Masons display presidential relics
A number of presidential relics are on display this month in the lobby at Alpine Bank in celebration of the 150th anniversary of Masonry in Colorado.
The display is on loan from the M.W. Grand Lodge of Colorado A.F. and A.M. in Colorado Springs. It includes a letter to the masons from George Washington written in 1786, and another from James Mercer, a member of the Continental Congress in the same year.
Although President Abraham Lincoln was not a confirmed mason, he did support the organization and was known to have attended several meetings. He did not join because he said he didn’t want to win an election based on his membership. A walking stick was made for him by two members of the organization, which he used throughout the election. He returned the stick to the original makers after becoming president. That walking stick is a part of the display.

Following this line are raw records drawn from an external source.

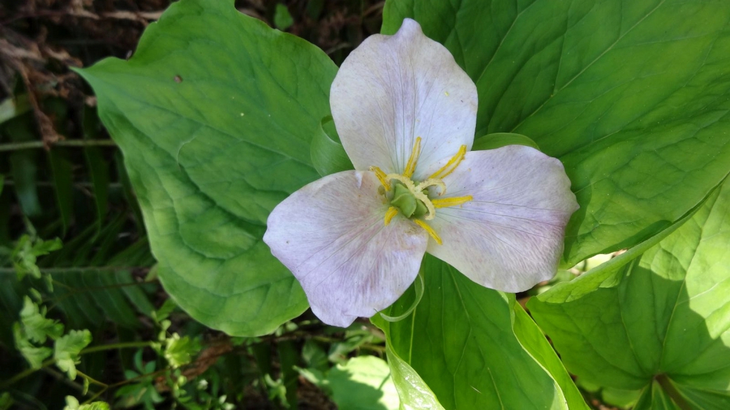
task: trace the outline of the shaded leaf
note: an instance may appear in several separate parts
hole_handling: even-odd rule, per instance
[[[55,365],[68,374],[72,380],[76,379],[76,365],[80,361],[79,353],[90,343],[91,343],[91,332],[84,329],[70,330],[58,339],[53,345]]]
[[[337,365],[327,375],[332,401],[339,409],[398,410],[399,399],[391,369],[383,359],[360,356]]]
[[[271,209],[318,177],[310,143],[337,67],[232,3],[174,3],[132,58],[81,74],[124,152],[166,290],[203,323],[253,336],[307,307],[261,239]]]
[[[44,343],[47,338],[57,339],[64,334],[64,325],[58,320],[47,319],[46,308],[39,309],[30,298],[23,299],[20,311],[20,324],[28,340]]]

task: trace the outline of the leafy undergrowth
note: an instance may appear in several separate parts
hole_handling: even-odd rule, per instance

So is a violin played by Thomas Jefferson, as well as a number of medals, gavels and other historical keepsakes.
The Freemasons organized its first meeting long before Colorado was a state. Many masons came to the territory looking for gold after the California gold rush. Their first meeting took place in the Denver area on Aug. 2, 1861.
The masons laid the first cornerstones in many of the historical landmarks on the Front Range, which are still standing today.
There are currently 132 lodges operating in Colorado with more than 11,000 members. The Colorado Freemasons are a philanthropic group who provide CHIP ID programs, scholarships for band camp, colleges, vocational training, and present the annual Colorado Teacher of the Year Award.
The local Grand Junction Masonic Lodge No. 173, 2400 Consistory Court, will celebrate the anniversary with an open house at 5 p.m., Saturday, May 20. A special presentation will begin at 6 p.m. about the life of William Byers, founder of the Rocky Mountain News.
Both the display at the bank and the open house are free and open to the public.